From Bugzilla Helper: User-Agent: Mozilla/5.0 (X11; U; Linux i686; en-US; rv:1.1b) Gecko/20020722 Description of problem: Using the RedHat 7.3 2.4.18-5 kernel on a i686 client, and mounting from a server running RawHide 2.4.18-7.80 on a i686, nfs accesses lock up the nfs daemon on the server and the process accessing the nfs mount on the client. The nfs server processes get stuck in a "D" state and so does the client process. The server cannot be shut down properly as the nfsd processes get stuck and can't be killed by the shutdown scripts. Therefore bug is marked as "severe". Using 2.4.18-5 on the server works fine, as does running standard 2.4.19-rc2 (Linus kernel). We also tried 2.4.18-7.86 on the server, but this failed to install (depmod dependency problems).

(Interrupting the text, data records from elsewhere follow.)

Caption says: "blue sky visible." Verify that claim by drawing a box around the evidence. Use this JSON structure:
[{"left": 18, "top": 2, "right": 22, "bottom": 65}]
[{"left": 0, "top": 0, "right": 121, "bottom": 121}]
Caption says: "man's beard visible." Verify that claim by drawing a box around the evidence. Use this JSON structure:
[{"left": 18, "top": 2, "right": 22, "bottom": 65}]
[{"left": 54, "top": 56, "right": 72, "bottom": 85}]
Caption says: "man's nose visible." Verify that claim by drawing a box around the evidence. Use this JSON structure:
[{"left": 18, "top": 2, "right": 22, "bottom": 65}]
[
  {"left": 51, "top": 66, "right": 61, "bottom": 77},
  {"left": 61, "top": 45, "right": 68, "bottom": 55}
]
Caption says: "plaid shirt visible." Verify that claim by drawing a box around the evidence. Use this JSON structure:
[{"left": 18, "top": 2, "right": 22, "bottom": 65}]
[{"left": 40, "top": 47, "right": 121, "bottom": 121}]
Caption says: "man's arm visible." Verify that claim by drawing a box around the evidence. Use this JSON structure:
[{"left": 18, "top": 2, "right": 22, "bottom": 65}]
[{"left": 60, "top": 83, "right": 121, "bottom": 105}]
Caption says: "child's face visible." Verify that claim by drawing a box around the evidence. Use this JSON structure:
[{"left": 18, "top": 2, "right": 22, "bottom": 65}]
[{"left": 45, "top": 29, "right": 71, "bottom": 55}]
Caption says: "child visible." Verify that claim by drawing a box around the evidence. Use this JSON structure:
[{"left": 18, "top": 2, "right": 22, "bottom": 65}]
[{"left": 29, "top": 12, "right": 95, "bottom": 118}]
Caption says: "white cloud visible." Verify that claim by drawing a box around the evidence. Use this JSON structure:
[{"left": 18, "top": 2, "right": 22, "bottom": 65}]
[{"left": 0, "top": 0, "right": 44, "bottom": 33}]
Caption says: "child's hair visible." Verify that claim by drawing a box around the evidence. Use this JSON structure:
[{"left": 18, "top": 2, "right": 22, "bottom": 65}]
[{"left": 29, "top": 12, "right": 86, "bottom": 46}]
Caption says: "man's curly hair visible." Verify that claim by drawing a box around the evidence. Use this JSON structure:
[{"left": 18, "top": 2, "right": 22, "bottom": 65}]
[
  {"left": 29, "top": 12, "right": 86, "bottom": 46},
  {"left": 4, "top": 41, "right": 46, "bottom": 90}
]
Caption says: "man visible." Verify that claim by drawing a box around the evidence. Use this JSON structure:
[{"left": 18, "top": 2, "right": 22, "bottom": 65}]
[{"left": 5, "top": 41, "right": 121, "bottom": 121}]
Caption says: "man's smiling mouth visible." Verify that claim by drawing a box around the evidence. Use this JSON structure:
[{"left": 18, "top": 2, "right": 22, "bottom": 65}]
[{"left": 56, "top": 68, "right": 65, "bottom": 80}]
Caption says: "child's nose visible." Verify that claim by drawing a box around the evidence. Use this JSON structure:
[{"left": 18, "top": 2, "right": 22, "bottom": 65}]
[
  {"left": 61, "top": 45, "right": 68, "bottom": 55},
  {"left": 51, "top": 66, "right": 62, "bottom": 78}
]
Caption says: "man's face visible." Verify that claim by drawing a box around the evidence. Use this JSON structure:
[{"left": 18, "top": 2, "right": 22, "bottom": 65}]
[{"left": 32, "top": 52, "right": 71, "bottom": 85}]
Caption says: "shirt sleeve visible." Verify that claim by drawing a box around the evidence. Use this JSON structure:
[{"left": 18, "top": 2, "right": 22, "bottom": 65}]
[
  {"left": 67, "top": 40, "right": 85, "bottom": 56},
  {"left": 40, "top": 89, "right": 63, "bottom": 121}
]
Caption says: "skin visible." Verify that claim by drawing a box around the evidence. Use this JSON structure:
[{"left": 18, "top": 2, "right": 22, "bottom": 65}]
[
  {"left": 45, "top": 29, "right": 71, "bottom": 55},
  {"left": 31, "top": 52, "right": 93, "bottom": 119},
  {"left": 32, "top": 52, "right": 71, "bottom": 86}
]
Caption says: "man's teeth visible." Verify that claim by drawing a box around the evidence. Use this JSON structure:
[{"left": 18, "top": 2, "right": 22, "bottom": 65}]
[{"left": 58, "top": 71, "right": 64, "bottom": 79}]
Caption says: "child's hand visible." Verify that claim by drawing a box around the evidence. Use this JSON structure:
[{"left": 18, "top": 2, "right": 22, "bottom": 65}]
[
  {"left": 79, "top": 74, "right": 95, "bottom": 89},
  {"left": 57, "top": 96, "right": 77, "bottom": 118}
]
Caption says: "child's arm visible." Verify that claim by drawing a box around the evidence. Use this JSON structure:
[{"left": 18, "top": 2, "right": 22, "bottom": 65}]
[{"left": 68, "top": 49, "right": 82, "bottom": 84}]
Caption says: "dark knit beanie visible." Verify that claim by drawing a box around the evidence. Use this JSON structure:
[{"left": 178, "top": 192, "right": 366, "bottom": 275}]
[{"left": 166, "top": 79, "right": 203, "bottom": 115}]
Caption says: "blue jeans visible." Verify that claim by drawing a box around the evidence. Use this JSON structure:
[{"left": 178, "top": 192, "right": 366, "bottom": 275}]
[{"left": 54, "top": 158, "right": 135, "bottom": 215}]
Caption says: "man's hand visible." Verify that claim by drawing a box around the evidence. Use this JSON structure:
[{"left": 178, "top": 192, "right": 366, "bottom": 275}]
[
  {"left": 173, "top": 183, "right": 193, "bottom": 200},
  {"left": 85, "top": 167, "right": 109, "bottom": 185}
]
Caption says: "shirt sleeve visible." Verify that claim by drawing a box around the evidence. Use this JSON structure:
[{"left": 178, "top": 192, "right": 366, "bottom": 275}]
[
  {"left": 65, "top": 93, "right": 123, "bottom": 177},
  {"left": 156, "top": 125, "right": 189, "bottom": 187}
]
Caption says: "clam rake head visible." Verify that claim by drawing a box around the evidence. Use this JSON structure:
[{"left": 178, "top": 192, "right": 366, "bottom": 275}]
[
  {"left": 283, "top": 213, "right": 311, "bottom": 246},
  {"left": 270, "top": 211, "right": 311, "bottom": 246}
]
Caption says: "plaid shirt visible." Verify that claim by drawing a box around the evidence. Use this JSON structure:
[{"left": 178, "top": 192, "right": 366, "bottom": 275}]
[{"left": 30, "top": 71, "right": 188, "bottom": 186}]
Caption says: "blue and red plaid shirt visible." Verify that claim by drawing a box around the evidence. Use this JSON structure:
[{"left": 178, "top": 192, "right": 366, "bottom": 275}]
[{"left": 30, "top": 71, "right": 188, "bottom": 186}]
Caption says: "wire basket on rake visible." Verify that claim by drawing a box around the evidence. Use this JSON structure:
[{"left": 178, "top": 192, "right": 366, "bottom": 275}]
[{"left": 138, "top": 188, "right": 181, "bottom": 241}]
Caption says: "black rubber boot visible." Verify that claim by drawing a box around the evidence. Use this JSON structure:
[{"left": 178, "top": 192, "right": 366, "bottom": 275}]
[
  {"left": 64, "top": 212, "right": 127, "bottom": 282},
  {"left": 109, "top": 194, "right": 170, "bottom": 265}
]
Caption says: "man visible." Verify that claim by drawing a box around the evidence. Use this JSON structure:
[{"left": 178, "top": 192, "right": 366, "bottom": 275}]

Both the machines use eepro100 cards on 100Mps ethernet. Mount options are: rw,rsize=4096,wsize=4096,hard,intr (also rsize,wsize=8192 tried) Version-Release number of selected component (if applicable): How reproducible: Always Steps to Reproduce: 1. Run 2.4.18-7.80 on a machine exporting nfs mounts 2. Mount export on client running 2.4.18-5 3. ls /mnt/nfs Actual Results: Client process hangs. Server processes hang. Expected Results: Client should be able to access nfs export. Additional info:
This is also broken with RedHat 2.4.18-7.93 (updated modutils to install this).
Sorry for more email, but this is also broken with 2.4.18-7.94, which has most of the nfs patchset in.
Could you obtain a backtrace of the stuck processes via Ctrl-Scroll Lock on the console? That will give us an idea where the processes are getting stuck to help track down the problem.
Okay, I'll attach the trace I managed to grab from dmesg after pressing ctrl+scroll lock. Basically the stuck nfsd processes are like: nfsd D F68108E0 5976 1141 1 1140 1142 (L-TLB) Call Trace: [<c0107f7a>] __down [kernel] 0x6a (0xf6afbde4)) [<c01080d4>] __down_failed [kernel] 0x8 (0xf6afbe08)) [<f8824aa0>] ext3_readdir [ext3] 0x0 (0xf6afbe10)) [<c014fdce>] .text.lock.readdir [kernel] 0x5 (0xf6afbe18)) [<f89997e3>] nfsd_readdir [nfsd] 0xc3 (0xf6afbe38)) [<f89a1070>] nfs3svc_encode_entry_plus [nfsd] 0x0 (0xf6afbe40)) [<f8837ca0>] ext3_dir_operations [ext3] 0x0 (0xf6afbe80)) [<f899ee6e>] nfsd3_proc_readdirplus [nfsd] 0xde (0xf6afbef0)) [<f89a1070>] nfs3svc_encode_entry_plus [nfsd] 0x0 (0xf6afbf04)) [<f89a61c4>] nfsd_procedures3 [nfsd] 0x264 (0xf6afbf24)) [<f89935c0>] nfsd_dispatch [nfsd] 0xd0 (0xf6afbf30)) [<f89a5898>] nfsd_version3 [nfsd] 0x0 (0xf6afbf44)) [<f89754cc>] svc_process_R6eda96b1 [sunrpc] 0x43c (0xf6afbf50)) [<f89a61c4>] nfsd_procedures3 [nfsd] 0x264 (0xf6afbf78)) [<f89a58b8>] nfsd_program [nfsd] 0x0 (0xf6afbf7c)) [<f89933b0>] nfsd [nfsd] 0x1d0 (0xf6afbf98)) [<c010765e>] kernel_thread [kernel] 0x2e (0xf6afbff0)) [<f89931e0>] nfsd [nfsd] 0x0 (0xf6afbff8))
Created attachment 69705 [details] most of traces on system
Created attachment 69706 [details] tcpdump -vv -s0 on traffic when trying to mount export
The above tcpdump output is from trying to mount the export on a 2.4.18-5 system (server running rawhide), using tcpdump -vv -s0. Mount command fails this time with: [root@xpc1 jss]# mount -t nfs xserv1.ast.cam.ac.uk:/soft3 /mnt/nfs mount: RPC: Timed out
As the trace suggests this looks like an ext3-nfs interaction bug. I remounted the exported partition as ext2, restarted the nfs daemon, and it worked fine. Remounting as ext3 provoked the bug again.
Reproduced; Workaround found, now for the real bugfix
Workaround or fixes in kernel-2.4.18-10.98 solve the problem here.